Il tutto mentre il Belgio ha scelto, per la seconda volta, di rinunciare a perseguire i presunti corruttori: dopo aver deposto le armi nei confronti del ministro del lavoro del Qatar Ali bin Samikh Al Marri, colui che avrebbe pagato gli eurodeputati per ottenere voti favorevoli alle politiche qatariote in Parlamento, ora gli inquirenti hanno lasciato al Marocco l’onere di valutare se Abderrahim Atmoun, attualmente ambasciatore del Marocco in Polonia, e Mohamed Belharache, funzionario del servizio segreto estero marocchino (la Dged), abbiano corrotto Panzeri, Cozzolino e il loro ex assistente Francesco Giorgi, affinché lavorassero segretamente per conto del Marocco a Bruxelles.

Insomma, sarà il Marocco ad indagare sulla presunta corruzione dello stesso Marocco. Gli inquirenti belgi, infatti, non hanno mai ascoltati i due indagati marocchini fino a dicembre 2023 e il loro interrogatorio è stato possibile solo a condizione che la loro testimonianza fosse raccolta da un magistrato del loro Paese, affiancato sì da agenti di polizia e magistrati belgi, ma con l’obbligo di rimanere in silenzio. Tale decisione sembra rientrare in un’ottica di accordi diplomatici tra i due Paesi: il 15 aprile scorso, infatti, il primo ministro Alexander De Croo, i ministri Annelies Verlinden (Interni), Hadja Lahbib (Esteri), Paul Van Tigchelt (Giustizia) e Nicole de Moor (Asilo e Migrazione) si sono recati a Rabat, dove è stato raggiunto un accordo sul trasferimento in Marocco di circa 700 marocchini senza diritto di soggiorno attualmente detenuti in Belgio.

Il governo marocchino si è dunque impegnato a rimpatriare nel Paese d’origine tutte le persone identificate come di nazionalità marocchina e prive di permesso di soggiorno in Belgio. Per il Segretario di Stato Nicole de Moor si tratta di un «impegno molto chiaro» e di una «forte garanzia» di miglioramento della cooperazione. Ma tale scelta, secondo fonti ministeriali, non avrebbe a che fare con la decisione di rinunciare al troncone marocchino. Nel frattempo continuano le crociate degli indagati contro i divieti imposti dalla procura, tra i quali anche il silenzio, esteso pure agli avvocati, pena l’arresto.

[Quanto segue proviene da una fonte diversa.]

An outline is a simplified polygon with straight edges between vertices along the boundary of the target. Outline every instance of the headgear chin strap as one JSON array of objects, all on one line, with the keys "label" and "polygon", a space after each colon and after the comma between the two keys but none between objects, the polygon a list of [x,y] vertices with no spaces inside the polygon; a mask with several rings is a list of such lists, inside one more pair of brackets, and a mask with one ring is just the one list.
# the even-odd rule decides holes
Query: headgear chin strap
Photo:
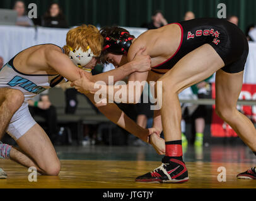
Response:
[{"label": "headgear chin strap", "polygon": [[107,49],[108,51],[113,53],[127,54],[134,39],[130,36],[128,32],[113,32],[110,36],[105,38],[103,51]]},{"label": "headgear chin strap", "polygon": [[91,72],[91,69],[84,67],[92,60],[94,56],[90,46],[87,46],[86,52],[83,52],[81,47],[76,50],[73,50],[70,46],[67,46],[67,47],[70,50],[69,57],[74,64],[83,70]]}]

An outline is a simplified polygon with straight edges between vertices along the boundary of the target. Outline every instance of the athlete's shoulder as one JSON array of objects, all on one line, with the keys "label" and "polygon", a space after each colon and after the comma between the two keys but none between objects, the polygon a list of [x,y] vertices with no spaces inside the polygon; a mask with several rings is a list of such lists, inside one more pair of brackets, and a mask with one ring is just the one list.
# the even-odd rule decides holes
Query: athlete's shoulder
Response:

I giudici hanno già annullato tale obbligo per Kaili e per l’eurodeputato belga Marc Tarabella, mentre nel caso di Giorgi la strada è stata più tortuosa: il 20 marzo, la difesa dell’ex assistente europarlamentare ha depositato la propria opposizione alle limitazioni imposte il 6 febbraio. Il giorno successivo, però, la giudice istruttrice Aurélie Dejaffe - che ha sostituito il collega Michel Claise dopo che proprio la difesa di Tarabella aveva svelato il rapporto di affari tra suo figlio e quello dell’eurodeputata Maria Arena, indagata solo dopo diversi mesi - ha deciso di anticipare la sentenza, emettendo una nuova ordinanza per reiterare gli stessi divieti.

Il Tribunale e la Corte d’appello avevano dato torto a Giorgi, ma la Cassazione, nei giorni scorsi, ha stabilito che l’emanazione, da parte del gip, di una nuova ordinanza che estende le condizioni non fa venir meno l’oggetto della richiesta di revoca già avanzata da Giorgi. «Stabilendo diversamente - si legge nella decisione -, i giudici d’appello non hanno motivato giuridicamente la loro decisione», motivo per cui il ricorso va rivalutato. La decisione è attesa per il 24 giugno. Ma intanto la distopia del Qatargate va avanti.